“The music I’ve been making is a way to light a way to the truth of who we are and reintroduce us to the depth of who we are.” Jon Batiste used these words to describe the music of We Are, the pianist and (Late Show) bandleader’s latest album, in an interview with San Francisco Classical Voice published just days after his performance at the Juneteenth celebration in Brooklyn this past June. The music, spirit, and message of We Are—like most music released in the last few months—feels imbued with the urgency of the political, social, and physical upheavals of 2020, but Batiste’s enlightened vision was realized before this.

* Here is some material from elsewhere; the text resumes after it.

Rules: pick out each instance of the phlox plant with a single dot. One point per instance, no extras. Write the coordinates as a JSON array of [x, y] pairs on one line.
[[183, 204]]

Like fellow New Orleanian Christian Scott aTunde Adjuah’s “Stretch Music,” what Batiste constructs here is something that can’t really be categorized: It remixes the last 400 years of Black American Music to dizzying and wondrous effect. “Tell the Truth” crossfades the relentless punch of early-’70s Booker T. & the M.G.’s with honey-sweet string arranging that suggests the likes of Jimmy Jones. The horns drive the brightness into your brain until you come out smiling. On “Show Me the Way” Batiste stretches his vocals to the heavenly heights of ’50s crooners like Little Anthony while seemingly taking cues from the Thundercat song of the same name, blending rumbling rhythms with the melty melodies of slow-jam R&B.
Lyrically, Batiste is forceful in directing listeners toward certain ideas. Titles like “We Are,” “Tell the Truth,” “Freedom,” and “Sing” are not casual requests or suggestions; they are commandments. However, he ends with the one-minute piano solo “Until,” a wayfaring yet hopeful tune that serves as Batiste’s final invitation to us to join him in the light.